Introduction

The area of soybean (Glycine max) cultivation in the world has expanded by more than 900% since the 1960s in North and South America, due to its significant roles in animal feeding and human nutrition (http://www.fao.org/faostat/en/#home). However, soybean yield per unit area has not changed significantly compared with rice, wheat, and maize, suggesting the lack of a true Green Revolution in soybean breeding (Liu, et al. 2020a). Soybean yield is determined by both the total number of nodes and the number of pods per node, therefore the yield increase cannot be achieved in soybean by simply adoption of the shorter varieties. There are several options to increase soybean yields, and hybrid breeding hold the greatest potential to boost yield.

Soybean is an autogamous legume species, and male sterility line is a prerequisites for commercially available hybrid breeding and large quantities of seed production. An earlier heterosis test demonstrated that significant yield increases could be achieved in soybean; the heterozygous F1 plants of 248 combinations yielded 20% more than their parental lines among the 1123 combinations that were tested (Sun, et al. 1999; Palmer, et al. 2001). However, hybrid breeding in soybean has received limited attention in contrast to maize and rice. Male-sterile female lines with cytoplasmic male sterility (CMS) or genic-controlled photoperiod/thermo-sensitive male sterility (P/TGMS) have been extensively used for many years in maize and rice (Chen and Liu, 2014; Wan, et al. 2019). Hybrid rice in China covers 50–60% of the total rice cultivation fields, which contributed greatly to rice yield and ensure food security (Kim and Zhang, 2018; Liao, et al. 2021).

Male sterility lines are available in soybean, and the first soybean CMS line was reported under the US patents No. 4545146 in Davis (1985). Since then, no further information on this CMS line has been reported. Considerable research on soybean CMS lines has been conducted in China since the early 80s of the last century (Sun, et al. 1994a; Palmer, et al. 2001). To date, more than 40 hybrid soybean varieties have been bred and approved in China after several generations of researchers with more than 40 years of efforts, and more than 30 invention patents and technical standards have been authorized for the use of new technologies and methods for soybean hybrid breeding (Sun, et al. 2021). However, the CMS genes and underlying molecular mechanisms are still unknown in soybean, which has restricted the development of commercial varieties.

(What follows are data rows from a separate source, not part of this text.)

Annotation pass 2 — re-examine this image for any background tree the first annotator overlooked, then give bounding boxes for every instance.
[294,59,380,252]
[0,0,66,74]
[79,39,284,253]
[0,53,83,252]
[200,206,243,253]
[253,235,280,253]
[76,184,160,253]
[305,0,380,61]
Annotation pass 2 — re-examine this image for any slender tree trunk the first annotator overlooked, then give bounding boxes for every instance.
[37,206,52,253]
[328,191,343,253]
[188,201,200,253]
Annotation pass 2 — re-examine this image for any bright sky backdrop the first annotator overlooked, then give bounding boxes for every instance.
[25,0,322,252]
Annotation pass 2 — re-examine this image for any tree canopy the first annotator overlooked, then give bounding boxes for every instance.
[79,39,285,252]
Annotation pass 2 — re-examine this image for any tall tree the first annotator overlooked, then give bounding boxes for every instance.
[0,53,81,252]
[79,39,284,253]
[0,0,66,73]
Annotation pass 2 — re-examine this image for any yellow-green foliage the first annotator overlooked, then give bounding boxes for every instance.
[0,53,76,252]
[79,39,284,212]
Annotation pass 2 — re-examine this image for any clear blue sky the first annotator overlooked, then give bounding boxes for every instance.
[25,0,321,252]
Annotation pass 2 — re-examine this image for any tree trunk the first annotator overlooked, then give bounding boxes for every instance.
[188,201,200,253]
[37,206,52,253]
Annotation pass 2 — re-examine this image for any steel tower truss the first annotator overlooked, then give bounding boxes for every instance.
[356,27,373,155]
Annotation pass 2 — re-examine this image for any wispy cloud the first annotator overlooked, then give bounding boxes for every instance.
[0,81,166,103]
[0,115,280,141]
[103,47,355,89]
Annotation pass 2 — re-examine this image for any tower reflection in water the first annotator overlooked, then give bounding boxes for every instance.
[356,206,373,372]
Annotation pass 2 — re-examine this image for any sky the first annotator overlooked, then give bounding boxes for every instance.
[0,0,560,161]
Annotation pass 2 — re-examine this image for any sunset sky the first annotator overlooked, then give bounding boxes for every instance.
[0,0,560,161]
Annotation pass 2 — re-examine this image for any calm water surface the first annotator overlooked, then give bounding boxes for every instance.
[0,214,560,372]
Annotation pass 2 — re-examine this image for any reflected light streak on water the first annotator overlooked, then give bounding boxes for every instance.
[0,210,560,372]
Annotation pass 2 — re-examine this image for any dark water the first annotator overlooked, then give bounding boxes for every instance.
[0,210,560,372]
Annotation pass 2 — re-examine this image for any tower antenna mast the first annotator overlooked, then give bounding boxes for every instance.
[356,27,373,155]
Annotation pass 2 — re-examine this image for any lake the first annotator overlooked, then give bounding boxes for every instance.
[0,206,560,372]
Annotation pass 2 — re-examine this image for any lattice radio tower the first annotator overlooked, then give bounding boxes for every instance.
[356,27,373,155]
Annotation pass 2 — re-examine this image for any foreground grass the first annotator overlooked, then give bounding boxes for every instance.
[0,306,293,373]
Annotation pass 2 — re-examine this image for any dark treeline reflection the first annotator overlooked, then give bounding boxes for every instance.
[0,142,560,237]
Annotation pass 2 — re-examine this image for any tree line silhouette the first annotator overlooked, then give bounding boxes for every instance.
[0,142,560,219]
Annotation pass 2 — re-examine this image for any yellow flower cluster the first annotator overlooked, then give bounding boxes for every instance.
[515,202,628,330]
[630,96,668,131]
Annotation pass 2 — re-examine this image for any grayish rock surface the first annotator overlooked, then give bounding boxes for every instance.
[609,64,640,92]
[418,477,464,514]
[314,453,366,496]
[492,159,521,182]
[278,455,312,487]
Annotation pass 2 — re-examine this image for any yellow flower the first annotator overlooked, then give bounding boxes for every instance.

With the explosion in genomic resources and the rapid development of molecular biology and technology, the biotechnology-based male-sterility (BMS) systems for hybrid breeding have been established in maize, rice and other crops and vegetables (Chang, et al. 2016; Wu, et al. 2016; Singh, et al. 2019). The BMS systems utilize nuclear male sterility to propagate the pure nuclear male sterile seeds on a large scale, which not only make the climate change not a threat to the pure hybrid seed production anymore, but also unlock the potential for breeding superior hybrids through expanding the parental germplasm pool. In soybean, the nuclear male sterile mutants ms4, ms1, ms6, and ms3 have been cloned in recent years (Thu, et al. 2019; Fang, et al. 2021; Jiang, et al. 2021; Nadeem, et al. 2021; Yu, et al. 2021; Hou, et al. 2022). To speed up the large-scale commercial cultivation of hybrid soybean, it is time to consider where to put the investments, should we continue to count on the three-line hybrid system and looking for the ideal maintainer and restorer lines, or we can rely on the BMS systems to realize the commercialization of hybrid soybean. In this review, we try to cover recent advances in cytoplasmic-nuclear and nuclear male sterility systems in soybean to see if the technological breakthroughs will make us to succeed in hybrid soybean production.

Male sterility in plant

Plant male sterility (MS) refers to the phenomenon that the stamen develops unnormal, losing the ability to produce the functionally active male gametes for fertilization. According to their phenotypic characteristics, Kaul (1988) divide MS into three categories including structural, sporogenous, and functional. Structural MS indicates that the stamen is either completely absent or abnormally formed, which results in the absence of pollen. Sporogenous MS indicates that the stamen is essentially morphological normal, but fail to produce functional microspores or pollen due to the failure of early microsporogenesis and late microgametogenesis. Functional MS indicates that the viable pollen is produced, but either cannot be released from the anther due to the absence of dehiscence or is unable to geminate on the stigma and to initiate fertilization.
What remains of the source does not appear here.